Optimizing multimodal analgesic protocols and ensuring correct placement of the fascial plane blocks are crucial for analgesic efficacy. For instance, in a study comparing liposomal bupivacaine with plain bupivacaine for transversus abdominis plane blocks in women undergoing cesarean delivery there was a significant reduction in opioid consumption and pain scores in the liposomal bupivacaine group over the first 72 h postoperatively when the analysis included protocol-compliant patients. However, after excluding patients with incorrect transversus abdominis plane block placement (as assessed by a review of the ultrasound images by an independent review committee), those with nonadherence to the study’s multimodal analgesic protocol, or local anesthetic dosing, a post hoc analysis found no benefit of liposomal bupivacaine over plain bupivacaine, with the lack of efficacy attributed mainly to incorrect transversus abdominis plane block placement. Transversus abdominis plane blocks cover only incisional pain, and compliance with an adequate multimodal regimen is essential to cover visceral pain. More importantly, for a transversus abdominis plane block to work optimally, the local anesthetic must be deposited in the correct plane, so adequate training and expertise are needed. The transversus abdominis plane, for all its apparent simplicity, is often challenging to “open up,” and technical challenges frequently lead to ineffective patterns of sensory loss over the lower abdomen, and potentially a “failed” block.  Compounding this is the fact that—unlike unencapsulated local anesthetics—multivesicular liposomes do not cross fascial planes. The implication is that if plain bupivacaine is placed incorrectly within the transversus abdominis or internal oblique muscle, the transversus abdominis plane block may still partially work because of diffusion; however, the same is unlikely to be true when liposomal bupivacaine is used. Fascial plane blocks with liposomal products demand a very high degree of precision, and clinicians using this formulation must have the proper training in ultrasound-guided block techniques.
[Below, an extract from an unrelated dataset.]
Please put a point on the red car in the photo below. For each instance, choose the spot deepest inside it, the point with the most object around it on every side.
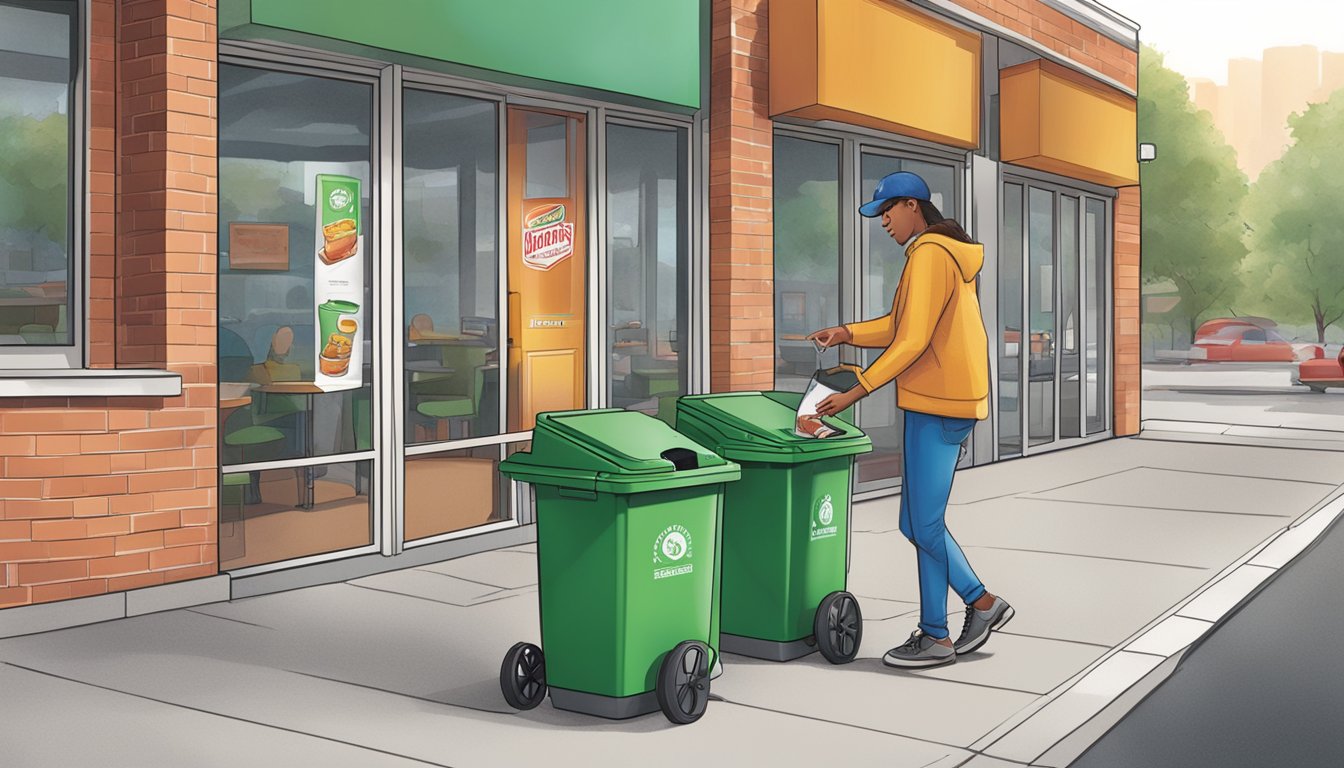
(1320, 374)
(1239, 340)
What can we conclude from the meta-analysis by Hussain et al., and from the current literature? This meta-analysis suggests no benefit of liposomal bupivacaine over plain bupivacaine when used for (primarily) transversus abdominis plane blocks for abdominal surgeries. It does, however, pool data from studies, some of which might not be optimal to answer this research question, so the results need to be interpreted with caution. Current but limited literature does suggest that when performed by experienced providers in select surgeries that are amenable to coverage with transversus abdominis plane blocks, and with meticulous attention to multimodal analgesic protocol adherence, a transversus abdominis plane block with liposomal bupivacaine might provide benefit over plain bupivacaine.  Future well-conducted studies in appropriate surgeries are needed to conclusively determine whether there is a place for liposomal bupivacaine in fascial plane blocks for abdominal surgery.